Likewise, with the settlement reached by the parties which culminated in the dismissal of the cases filed by them against each other, petitioner and her counsel have been liberated from any risk of sanction for their supposed forum shopping.

Courts of justice constituted to pass upon substantial rights will not consider questions where no actual interests are involved. Thus, the well-settled rule that courts will not determine a moot question.

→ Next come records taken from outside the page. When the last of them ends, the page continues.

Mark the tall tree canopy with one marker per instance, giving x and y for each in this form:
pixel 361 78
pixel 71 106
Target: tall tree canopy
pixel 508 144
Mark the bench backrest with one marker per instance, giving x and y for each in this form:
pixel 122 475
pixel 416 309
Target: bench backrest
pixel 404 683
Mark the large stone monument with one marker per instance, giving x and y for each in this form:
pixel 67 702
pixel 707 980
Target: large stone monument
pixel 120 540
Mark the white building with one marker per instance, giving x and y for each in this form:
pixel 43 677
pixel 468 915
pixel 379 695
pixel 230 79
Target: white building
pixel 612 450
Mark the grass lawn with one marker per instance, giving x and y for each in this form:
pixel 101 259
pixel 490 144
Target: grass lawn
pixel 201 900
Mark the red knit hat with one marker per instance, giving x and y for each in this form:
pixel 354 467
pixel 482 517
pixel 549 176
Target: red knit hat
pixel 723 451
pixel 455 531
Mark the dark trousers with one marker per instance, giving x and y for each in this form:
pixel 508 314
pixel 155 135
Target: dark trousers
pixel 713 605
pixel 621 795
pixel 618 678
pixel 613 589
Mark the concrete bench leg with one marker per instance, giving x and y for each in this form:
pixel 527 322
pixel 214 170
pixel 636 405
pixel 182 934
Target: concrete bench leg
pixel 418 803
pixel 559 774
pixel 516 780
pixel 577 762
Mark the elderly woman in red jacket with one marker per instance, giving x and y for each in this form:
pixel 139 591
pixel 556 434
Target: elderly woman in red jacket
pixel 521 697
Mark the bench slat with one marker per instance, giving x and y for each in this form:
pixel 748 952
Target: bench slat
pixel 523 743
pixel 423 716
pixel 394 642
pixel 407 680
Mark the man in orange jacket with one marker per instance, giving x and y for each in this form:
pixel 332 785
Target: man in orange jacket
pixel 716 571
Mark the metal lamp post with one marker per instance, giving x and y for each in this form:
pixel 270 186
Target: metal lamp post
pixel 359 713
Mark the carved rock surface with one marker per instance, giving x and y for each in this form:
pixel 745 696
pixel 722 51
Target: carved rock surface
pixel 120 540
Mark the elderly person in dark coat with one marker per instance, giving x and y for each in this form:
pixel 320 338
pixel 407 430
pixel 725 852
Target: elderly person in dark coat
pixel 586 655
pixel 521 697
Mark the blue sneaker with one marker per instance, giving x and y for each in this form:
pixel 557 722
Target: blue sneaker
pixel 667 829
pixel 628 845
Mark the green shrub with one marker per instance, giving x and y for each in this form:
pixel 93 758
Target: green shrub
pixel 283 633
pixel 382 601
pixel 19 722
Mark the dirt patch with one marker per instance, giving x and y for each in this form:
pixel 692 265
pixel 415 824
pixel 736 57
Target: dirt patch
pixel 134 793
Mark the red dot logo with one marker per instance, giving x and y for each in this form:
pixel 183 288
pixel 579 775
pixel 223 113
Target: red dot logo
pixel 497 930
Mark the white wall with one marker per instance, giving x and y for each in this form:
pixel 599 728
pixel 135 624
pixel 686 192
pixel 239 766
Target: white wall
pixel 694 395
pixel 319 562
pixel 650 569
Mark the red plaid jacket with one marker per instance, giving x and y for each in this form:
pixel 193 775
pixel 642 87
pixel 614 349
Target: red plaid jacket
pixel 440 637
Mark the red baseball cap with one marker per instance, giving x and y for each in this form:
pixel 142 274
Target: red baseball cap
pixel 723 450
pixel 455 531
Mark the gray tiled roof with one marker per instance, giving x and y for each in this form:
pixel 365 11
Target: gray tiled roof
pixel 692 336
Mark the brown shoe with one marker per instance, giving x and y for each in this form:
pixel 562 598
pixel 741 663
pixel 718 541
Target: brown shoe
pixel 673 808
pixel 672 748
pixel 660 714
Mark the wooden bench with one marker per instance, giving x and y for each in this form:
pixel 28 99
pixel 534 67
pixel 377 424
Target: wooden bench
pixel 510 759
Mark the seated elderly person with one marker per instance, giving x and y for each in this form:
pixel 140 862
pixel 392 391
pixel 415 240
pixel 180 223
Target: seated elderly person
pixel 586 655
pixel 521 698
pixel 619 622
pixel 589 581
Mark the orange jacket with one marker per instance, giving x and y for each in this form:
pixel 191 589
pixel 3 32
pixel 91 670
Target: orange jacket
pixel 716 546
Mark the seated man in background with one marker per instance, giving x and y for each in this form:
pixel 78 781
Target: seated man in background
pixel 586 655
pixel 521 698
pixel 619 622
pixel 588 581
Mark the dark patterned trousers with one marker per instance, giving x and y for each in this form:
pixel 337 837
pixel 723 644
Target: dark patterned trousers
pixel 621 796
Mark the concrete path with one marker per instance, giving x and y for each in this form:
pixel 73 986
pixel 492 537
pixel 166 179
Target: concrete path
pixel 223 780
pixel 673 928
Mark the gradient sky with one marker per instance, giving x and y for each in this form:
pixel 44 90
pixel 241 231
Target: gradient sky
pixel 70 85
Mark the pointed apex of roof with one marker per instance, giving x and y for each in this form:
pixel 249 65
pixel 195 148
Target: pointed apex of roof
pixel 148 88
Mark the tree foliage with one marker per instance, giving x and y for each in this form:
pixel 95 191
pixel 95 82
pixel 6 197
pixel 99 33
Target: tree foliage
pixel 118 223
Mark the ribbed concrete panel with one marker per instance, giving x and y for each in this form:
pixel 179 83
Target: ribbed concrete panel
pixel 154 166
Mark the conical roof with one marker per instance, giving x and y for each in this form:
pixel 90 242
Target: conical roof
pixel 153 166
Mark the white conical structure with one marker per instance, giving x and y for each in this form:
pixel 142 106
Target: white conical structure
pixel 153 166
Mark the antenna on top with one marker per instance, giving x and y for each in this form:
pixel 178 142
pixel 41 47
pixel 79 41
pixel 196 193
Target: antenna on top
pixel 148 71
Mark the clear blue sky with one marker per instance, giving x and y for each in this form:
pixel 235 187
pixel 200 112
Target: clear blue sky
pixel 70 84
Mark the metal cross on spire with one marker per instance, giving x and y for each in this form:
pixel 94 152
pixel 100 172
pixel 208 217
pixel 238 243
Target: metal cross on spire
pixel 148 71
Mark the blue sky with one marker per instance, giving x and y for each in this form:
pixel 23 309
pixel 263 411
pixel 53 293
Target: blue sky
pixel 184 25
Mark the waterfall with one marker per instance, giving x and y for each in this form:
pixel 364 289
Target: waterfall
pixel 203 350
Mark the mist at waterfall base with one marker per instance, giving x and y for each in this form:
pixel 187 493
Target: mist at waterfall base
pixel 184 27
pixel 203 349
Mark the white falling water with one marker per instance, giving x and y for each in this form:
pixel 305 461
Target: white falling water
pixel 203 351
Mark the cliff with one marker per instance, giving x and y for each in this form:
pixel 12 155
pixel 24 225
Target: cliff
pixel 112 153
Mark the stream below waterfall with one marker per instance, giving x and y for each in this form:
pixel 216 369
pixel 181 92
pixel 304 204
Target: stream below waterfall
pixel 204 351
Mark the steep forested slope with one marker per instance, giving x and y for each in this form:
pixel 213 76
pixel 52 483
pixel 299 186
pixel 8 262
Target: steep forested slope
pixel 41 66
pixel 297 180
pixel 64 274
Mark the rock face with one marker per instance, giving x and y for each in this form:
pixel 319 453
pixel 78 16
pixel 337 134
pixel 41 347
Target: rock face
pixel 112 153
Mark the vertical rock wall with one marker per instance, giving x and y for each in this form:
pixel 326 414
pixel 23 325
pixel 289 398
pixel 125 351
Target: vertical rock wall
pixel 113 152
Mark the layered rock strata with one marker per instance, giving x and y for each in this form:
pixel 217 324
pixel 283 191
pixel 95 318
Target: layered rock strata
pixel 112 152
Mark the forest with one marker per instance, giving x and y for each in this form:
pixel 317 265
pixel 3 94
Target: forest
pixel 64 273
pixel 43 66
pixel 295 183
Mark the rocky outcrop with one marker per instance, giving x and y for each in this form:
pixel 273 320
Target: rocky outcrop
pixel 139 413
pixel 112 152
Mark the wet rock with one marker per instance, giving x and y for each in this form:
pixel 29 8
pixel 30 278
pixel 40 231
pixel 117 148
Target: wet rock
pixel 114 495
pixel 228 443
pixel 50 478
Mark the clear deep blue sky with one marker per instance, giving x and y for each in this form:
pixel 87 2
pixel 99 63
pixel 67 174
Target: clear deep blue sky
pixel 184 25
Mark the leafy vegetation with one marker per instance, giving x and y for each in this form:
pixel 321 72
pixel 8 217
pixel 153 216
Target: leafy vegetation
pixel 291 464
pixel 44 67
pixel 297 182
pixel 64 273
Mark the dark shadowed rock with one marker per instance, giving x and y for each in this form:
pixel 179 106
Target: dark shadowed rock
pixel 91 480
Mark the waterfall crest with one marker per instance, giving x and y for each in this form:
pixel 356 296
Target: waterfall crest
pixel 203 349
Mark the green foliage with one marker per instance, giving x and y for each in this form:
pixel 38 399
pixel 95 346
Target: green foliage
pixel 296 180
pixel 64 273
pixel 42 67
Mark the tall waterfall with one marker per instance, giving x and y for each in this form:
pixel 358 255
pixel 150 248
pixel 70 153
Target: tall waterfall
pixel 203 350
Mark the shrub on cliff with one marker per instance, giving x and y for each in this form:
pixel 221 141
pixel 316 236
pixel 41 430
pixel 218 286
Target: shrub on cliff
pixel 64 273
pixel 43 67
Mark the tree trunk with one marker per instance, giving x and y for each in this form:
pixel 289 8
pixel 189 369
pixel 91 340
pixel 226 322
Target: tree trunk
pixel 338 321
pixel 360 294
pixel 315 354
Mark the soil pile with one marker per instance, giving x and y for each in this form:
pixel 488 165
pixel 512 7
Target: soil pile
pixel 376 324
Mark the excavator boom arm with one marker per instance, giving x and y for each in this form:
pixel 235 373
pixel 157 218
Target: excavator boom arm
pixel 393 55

Where the issues have become moot and academic, there ceases to be any justiciable controversy, thus rendering the resolution of the same of no practical value. Courts will decline jurisdiction over moot cases because there is no substantial relief to which petitioner will be entitled and which will anyway be negated by the dismissal of the petition. This Court will therefore abstain from expressing its opinion in a case where no legal relief is needed or called for. 9

WHEREFORE, the instant petition for review on certiorari is DENIED for being moot and academic. No pronouncement as to costs.

SO ORDERED.

DANTE O. TINGA
Associate Justice

WE CONCUR:

LEONARDO A. QUISUMBING
Associate Justice
Chairperson

ANTONIO T. CARPIO, CONCHITA CARPIO MORALES

Associate Justice Associate Justice

PRESBITERO J. VELASCO, JR.
Associate Justice

A T T E S T A T I O N

I attest that the conclusions in the above Decision had been reached in consultation before the case was assigned to the writer of the opinion of the Court’s Division.

LEONARDO A. QUISUMBING
Associate Justice
Chairperson, Third Division

C E R T I F I C A T I O N

Pursuant to Section 13, Article VIII of the Constitution, and the Division Chairperson’s Attestation, it is hereby certified that the conclusions in the above Decision had been reached in consultation before the case was assigned to the writer of the opinion of the Court’s Division.

ARTEMIO V. PANGANIBAN
Chief Justice


Footnotes

1Rollo, p. 76.

2Id. at 78.

3Id. at 23.

4Id. at 327.

5Supreme Court Revised Administrative Circular No. 28-91, (1994), paragraph 2 states:

Any violation of this revised Circular will entail the following sanctions; (a) it shall be a cause for the summary dismissal of the multiple petitions or complaints; (b) any willful and deliberate forum shopping by any party and his counsel through the filing of multiple petitions or complaints to ensure favorable action shall constitute direct contempt of court; and (c) the submission of a false certification shall constitute indirect contempt of court, without prejudice to the filing of criminal action against the guilty party and the institution of disciplinary proceedings against the counsel.

6Villaluz v. Ligon, G.R. No. 143721, August 31, 2005, 468 SCRA 486, 498.

7Wee v. Galvez, G.R. No. 147394, G.R. No. August 11, 2004, 436 SCRA 96, 108.

8Villaluz v. Ligon, supra note at 499.

9Desaville, Jr. v. Court of Appeals, G.R. No. 128310, August 13, 2004, 436 SCRA 387, 391.